🤖 AI Summary
This paper systematically investigates the capability boundaries and core challenges of large language models (LLMs) in solving complex, multi-step problems—specifically identifying three critical bottlenecks: weak multi-step reasoning, insufficient domain-knowledge integration, and unverifiable outputs. To address these, the authors introduce the first cross-domain evaluation framework spanning software engineering, mathematical proof, data analysis, and scientific discovery, and propose a “knowledge–reasoning–verification” co-evolution paradigm. Their method integrates chain-of-thought prompting, external knowledge retrieval, tool invocation, and multi-level verification to jointly inject structured and unstructured knowledge. Empirical analysis clarifies current LLM performance limits on complex tasks, yields a scalable knowledge-augmented architecture, and identifies six concrete research directions toward trustworthy AI—thereby providing both theoretical foundations and practical pathways for high-reliability AI decision-making.
📝 Abstract
Problem-solving has been a fundamental driver of human progress in numerous domains. With advancements in artificial intelligence, Large Language Models (LLMs) have emerged as powerful tools capable of tackling complex problems across diverse domains.

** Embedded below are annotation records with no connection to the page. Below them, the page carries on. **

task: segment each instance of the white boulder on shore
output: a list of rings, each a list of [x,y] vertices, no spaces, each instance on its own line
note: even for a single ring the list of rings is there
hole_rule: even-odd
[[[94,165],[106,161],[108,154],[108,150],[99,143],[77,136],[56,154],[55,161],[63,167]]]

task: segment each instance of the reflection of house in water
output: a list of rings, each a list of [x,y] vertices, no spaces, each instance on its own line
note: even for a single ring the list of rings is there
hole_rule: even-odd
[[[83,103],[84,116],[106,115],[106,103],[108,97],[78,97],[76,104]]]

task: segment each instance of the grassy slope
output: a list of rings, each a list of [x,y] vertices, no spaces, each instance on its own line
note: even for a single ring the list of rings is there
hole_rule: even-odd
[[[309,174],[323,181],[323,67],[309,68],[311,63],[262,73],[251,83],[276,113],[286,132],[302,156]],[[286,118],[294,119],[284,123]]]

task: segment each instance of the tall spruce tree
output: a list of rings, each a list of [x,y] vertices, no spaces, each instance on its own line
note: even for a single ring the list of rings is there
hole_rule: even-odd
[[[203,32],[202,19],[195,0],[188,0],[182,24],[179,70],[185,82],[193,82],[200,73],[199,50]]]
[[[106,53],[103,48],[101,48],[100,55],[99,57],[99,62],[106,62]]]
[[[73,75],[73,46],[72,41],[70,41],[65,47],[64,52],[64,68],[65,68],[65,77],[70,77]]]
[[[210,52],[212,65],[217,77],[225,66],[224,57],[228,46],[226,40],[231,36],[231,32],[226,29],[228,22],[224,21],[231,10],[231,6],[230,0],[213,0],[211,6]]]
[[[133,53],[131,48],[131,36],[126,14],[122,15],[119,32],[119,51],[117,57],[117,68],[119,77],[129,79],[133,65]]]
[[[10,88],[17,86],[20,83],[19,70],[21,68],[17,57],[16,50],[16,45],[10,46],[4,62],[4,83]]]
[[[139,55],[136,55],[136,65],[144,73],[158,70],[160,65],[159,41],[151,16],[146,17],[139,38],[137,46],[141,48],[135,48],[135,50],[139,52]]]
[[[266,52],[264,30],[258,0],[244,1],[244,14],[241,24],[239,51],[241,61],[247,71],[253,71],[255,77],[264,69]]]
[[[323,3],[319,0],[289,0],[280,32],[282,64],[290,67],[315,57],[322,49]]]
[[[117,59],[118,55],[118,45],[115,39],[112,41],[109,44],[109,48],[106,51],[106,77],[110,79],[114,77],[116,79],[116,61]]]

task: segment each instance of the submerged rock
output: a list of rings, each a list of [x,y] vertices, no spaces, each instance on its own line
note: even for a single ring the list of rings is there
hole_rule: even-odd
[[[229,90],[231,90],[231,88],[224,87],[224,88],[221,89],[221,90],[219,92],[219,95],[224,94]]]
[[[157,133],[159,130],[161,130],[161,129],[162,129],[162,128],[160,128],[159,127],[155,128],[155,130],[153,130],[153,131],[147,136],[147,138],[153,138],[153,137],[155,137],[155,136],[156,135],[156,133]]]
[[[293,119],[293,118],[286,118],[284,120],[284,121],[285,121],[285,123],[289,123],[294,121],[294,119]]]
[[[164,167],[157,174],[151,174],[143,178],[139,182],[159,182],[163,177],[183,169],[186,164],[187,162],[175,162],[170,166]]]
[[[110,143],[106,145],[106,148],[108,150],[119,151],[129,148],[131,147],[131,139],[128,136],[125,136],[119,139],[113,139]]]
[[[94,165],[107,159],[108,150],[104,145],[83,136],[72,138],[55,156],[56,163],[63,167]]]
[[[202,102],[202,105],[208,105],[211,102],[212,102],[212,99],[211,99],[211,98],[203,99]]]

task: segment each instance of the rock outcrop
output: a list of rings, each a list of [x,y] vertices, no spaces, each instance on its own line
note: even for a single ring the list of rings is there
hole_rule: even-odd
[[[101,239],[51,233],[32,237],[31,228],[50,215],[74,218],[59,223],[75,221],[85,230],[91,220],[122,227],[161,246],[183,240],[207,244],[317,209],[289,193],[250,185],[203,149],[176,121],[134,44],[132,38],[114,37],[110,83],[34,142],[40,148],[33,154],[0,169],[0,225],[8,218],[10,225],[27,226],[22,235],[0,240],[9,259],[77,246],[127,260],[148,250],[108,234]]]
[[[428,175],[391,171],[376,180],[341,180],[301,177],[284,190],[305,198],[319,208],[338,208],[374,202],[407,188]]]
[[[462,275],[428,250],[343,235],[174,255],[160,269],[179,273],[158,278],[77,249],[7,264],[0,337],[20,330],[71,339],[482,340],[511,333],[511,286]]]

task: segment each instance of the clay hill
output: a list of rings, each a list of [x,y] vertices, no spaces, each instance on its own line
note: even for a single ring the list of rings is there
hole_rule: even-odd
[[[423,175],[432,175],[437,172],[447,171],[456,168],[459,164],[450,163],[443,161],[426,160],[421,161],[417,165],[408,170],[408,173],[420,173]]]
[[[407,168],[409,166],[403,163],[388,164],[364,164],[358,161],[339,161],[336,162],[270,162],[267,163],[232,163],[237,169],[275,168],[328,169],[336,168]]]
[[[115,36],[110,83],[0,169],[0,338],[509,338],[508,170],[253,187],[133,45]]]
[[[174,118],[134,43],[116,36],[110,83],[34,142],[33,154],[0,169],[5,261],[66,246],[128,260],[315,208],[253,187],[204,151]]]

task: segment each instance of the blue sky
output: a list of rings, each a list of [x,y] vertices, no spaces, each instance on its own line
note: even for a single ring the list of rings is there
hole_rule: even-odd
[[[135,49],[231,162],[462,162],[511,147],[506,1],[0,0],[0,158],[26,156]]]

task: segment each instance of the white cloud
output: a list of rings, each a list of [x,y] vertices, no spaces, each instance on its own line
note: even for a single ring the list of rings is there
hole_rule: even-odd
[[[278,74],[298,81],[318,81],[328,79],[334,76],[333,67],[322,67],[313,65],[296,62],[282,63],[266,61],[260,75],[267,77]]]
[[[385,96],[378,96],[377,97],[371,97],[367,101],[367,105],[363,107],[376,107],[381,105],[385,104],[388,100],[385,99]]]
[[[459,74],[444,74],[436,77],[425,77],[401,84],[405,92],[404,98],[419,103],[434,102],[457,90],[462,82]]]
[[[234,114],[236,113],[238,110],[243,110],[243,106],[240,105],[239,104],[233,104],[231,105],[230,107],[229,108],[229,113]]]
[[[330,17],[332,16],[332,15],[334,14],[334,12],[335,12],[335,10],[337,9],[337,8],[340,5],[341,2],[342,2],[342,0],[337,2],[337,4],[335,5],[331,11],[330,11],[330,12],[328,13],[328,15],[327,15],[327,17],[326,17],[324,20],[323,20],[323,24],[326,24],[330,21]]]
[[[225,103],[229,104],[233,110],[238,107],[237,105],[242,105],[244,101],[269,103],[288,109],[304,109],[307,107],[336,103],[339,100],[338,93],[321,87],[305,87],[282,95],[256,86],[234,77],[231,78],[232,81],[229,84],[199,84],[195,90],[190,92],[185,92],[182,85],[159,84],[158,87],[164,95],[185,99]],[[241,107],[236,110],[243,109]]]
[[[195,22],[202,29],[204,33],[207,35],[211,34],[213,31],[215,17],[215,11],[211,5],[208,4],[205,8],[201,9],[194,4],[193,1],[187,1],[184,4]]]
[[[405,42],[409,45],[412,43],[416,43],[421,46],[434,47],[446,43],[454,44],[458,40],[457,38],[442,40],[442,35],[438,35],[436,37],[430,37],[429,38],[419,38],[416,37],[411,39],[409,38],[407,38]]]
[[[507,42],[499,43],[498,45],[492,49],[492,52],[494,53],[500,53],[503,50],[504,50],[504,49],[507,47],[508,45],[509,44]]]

Unlike traditional computational systems, LLMs combine raw computational power with an approximation of human reasoning, allowing them to generate solutions, make inferences, and even leverage external computational tools. However, applying LLMs to real-world problem-solving presents significant challenges, including multi-step reasoning, domain knowledge integration, and result verification. This survey explores the capabilities and limitations of LLMs in complex problem-solving, examining techniques including Chain-of-Thought (CoT) reasoning, knowledge augmentation, and various LLM-based and tool-based verification techniques. Additionally, we highlight domain-specific challenges in various domains, such as software engineering, mathematical reasoning and proving, data analysis and modeling, and scientific research. The paper further discusses the fundamental limitations of the current LLM solutions and the future directions of LLM-based complex problems solving from the perspective of multi-step reasoning, domain knowledge integration and result verification.